Personas, compañeros, profesionales; es evidente que Antonio Maldonado trabaja, además de con productos y maquinaria, con personas: “cada persona es un mundo y hay que buscar la fórmula para que realice su labor de la manera más satisfactoria posible, que esté satisfecho con su labor. Ahí reside la clave para encontrar la máxima eficiencia y rendimiento. Es la finalidad, tanto desde el punto de vista del trabajado como de la empresa”.

Después de casi un cuarto de siglo en la empresa, Antonio conoce a la perfección la mentalidad del agricultor y tiene claro que “fundamentalmente persigue sentirse valorado y que se valore en justicia su producto. La transparencia y la confianza son conceptos que valora enormemente. No es cierto que sólo busque el precio. Para ellos, el servicio es fundamental en todos los aspectos, especialmente en cuanto a los tiempos de descarga. La buena organización del servicio es muy importante en ese aspecto. Ellos también están trabajando y necesitan eficacia y rapidez en el servicio. No es ningún capricho”.

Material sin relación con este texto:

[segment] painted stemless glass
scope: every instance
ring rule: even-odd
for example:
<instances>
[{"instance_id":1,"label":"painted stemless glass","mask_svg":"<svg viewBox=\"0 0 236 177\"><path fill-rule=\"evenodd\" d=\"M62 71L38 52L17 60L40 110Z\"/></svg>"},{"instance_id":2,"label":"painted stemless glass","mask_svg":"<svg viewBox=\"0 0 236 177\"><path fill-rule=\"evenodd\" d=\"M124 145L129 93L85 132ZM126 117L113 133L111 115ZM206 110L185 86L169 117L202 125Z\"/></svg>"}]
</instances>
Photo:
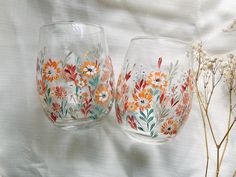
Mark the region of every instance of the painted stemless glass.
<instances>
[{"instance_id":1,"label":"painted stemless glass","mask_svg":"<svg viewBox=\"0 0 236 177\"><path fill-rule=\"evenodd\" d=\"M104 30L97 25L58 22L41 27L37 90L57 126L97 124L114 98L114 74Z\"/></svg>"},{"instance_id":2,"label":"painted stemless glass","mask_svg":"<svg viewBox=\"0 0 236 177\"><path fill-rule=\"evenodd\" d=\"M193 73L187 45L171 38L131 40L116 90L116 117L131 138L158 144L189 117Z\"/></svg>"}]
</instances>

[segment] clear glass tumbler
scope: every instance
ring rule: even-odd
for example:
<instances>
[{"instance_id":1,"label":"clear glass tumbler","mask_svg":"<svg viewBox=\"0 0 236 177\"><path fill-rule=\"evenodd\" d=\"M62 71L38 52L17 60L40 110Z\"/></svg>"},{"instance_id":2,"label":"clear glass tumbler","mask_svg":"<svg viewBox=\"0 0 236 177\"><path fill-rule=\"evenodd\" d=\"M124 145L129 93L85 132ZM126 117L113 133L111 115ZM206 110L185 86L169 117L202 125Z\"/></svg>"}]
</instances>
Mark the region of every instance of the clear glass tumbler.
<instances>
[{"instance_id":1,"label":"clear glass tumbler","mask_svg":"<svg viewBox=\"0 0 236 177\"><path fill-rule=\"evenodd\" d=\"M165 37L131 40L116 88L116 117L131 138L150 144L174 137L189 117L192 62L186 43Z\"/></svg>"},{"instance_id":2,"label":"clear glass tumbler","mask_svg":"<svg viewBox=\"0 0 236 177\"><path fill-rule=\"evenodd\" d=\"M114 100L114 74L101 26L57 22L40 28L37 91L57 126L97 124Z\"/></svg>"}]
</instances>

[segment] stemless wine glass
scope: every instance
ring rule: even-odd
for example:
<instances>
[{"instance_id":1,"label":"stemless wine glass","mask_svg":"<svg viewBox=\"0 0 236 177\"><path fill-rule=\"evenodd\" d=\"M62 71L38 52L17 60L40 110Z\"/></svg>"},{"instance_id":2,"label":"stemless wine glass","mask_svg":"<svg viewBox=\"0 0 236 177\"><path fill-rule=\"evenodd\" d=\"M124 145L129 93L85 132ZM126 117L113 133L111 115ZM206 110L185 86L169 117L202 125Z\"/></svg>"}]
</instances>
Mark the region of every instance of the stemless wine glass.
<instances>
[{"instance_id":1,"label":"stemless wine glass","mask_svg":"<svg viewBox=\"0 0 236 177\"><path fill-rule=\"evenodd\" d=\"M49 119L64 128L98 124L114 100L114 74L101 26L57 22L40 28L37 90Z\"/></svg>"},{"instance_id":2,"label":"stemless wine glass","mask_svg":"<svg viewBox=\"0 0 236 177\"><path fill-rule=\"evenodd\" d=\"M174 137L192 104L186 43L165 37L131 40L116 89L116 117L131 138L159 144Z\"/></svg>"}]
</instances>

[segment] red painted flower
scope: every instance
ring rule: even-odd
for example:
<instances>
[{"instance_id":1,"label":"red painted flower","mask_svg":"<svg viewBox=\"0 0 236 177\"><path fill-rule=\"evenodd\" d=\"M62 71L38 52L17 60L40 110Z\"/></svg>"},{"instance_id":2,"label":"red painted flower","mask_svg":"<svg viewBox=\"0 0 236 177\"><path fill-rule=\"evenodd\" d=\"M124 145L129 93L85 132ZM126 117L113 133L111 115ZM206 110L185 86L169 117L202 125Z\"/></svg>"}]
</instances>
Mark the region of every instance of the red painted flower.
<instances>
[{"instance_id":1,"label":"red painted flower","mask_svg":"<svg viewBox=\"0 0 236 177\"><path fill-rule=\"evenodd\" d=\"M130 124L130 127L133 128L133 129L137 129L137 125L134 121L134 116L130 116L128 115L128 123Z\"/></svg>"},{"instance_id":2,"label":"red painted flower","mask_svg":"<svg viewBox=\"0 0 236 177\"><path fill-rule=\"evenodd\" d=\"M60 110L61 110L61 105L58 104L58 103L52 103L52 109L53 109L55 112L60 112Z\"/></svg>"},{"instance_id":3,"label":"red painted flower","mask_svg":"<svg viewBox=\"0 0 236 177\"><path fill-rule=\"evenodd\" d=\"M189 99L190 99L189 94L185 92L183 96L183 103L189 104Z\"/></svg>"},{"instance_id":4,"label":"red painted flower","mask_svg":"<svg viewBox=\"0 0 236 177\"><path fill-rule=\"evenodd\" d=\"M49 118L50 118L53 122L56 122L56 120L57 120L57 115L56 115L54 112L52 112L52 113L50 114Z\"/></svg>"},{"instance_id":5,"label":"red painted flower","mask_svg":"<svg viewBox=\"0 0 236 177\"><path fill-rule=\"evenodd\" d=\"M116 105L116 118L117 118L117 122L119 124L122 124L122 117L121 117L121 110L120 107L118 105Z\"/></svg>"}]
</instances>

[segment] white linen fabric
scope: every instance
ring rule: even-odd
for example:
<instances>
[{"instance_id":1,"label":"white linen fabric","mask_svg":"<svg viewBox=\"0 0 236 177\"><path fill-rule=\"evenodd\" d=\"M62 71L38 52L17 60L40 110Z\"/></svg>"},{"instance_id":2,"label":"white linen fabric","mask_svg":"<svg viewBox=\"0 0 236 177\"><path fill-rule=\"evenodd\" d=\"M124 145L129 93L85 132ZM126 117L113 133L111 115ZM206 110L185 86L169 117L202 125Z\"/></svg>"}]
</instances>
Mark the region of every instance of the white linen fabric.
<instances>
[{"instance_id":1,"label":"white linen fabric","mask_svg":"<svg viewBox=\"0 0 236 177\"><path fill-rule=\"evenodd\" d=\"M0 1L0 175L3 177L202 177L203 126L198 104L172 141L160 146L130 140L118 128L114 108L101 127L64 131L49 123L36 93L39 27L61 20L104 26L117 79L129 41L162 35L209 49L235 48L235 33L218 38L236 17L232 0L1 0ZM221 95L220 95L221 96ZM227 119L224 95L212 113L217 138ZM236 128L232 130L221 177L236 170ZM212 143L211 143L212 144ZM210 146L209 177L215 151Z\"/></svg>"}]
</instances>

Y qué decir de los clientes, los mercados, desde los que recibe los encargos acerca del tipo de producto, la confección, los formatos y todos los detalles de cada partida. “Somos una empresa especializada en adaptar nuestra producción a las demandas de cada cliente, incluso de manera individualizada. Con ellos la comunicación es fundamental: hablamos constantemente a través de nuestro departamento comercial, para hallar el tipo de producto que requiere cada uno. Es un proceso constante, que no acaba nunca. Estoy convencido de que ellos perciben ese alto grado de servicio y de capacidad de adaptación”.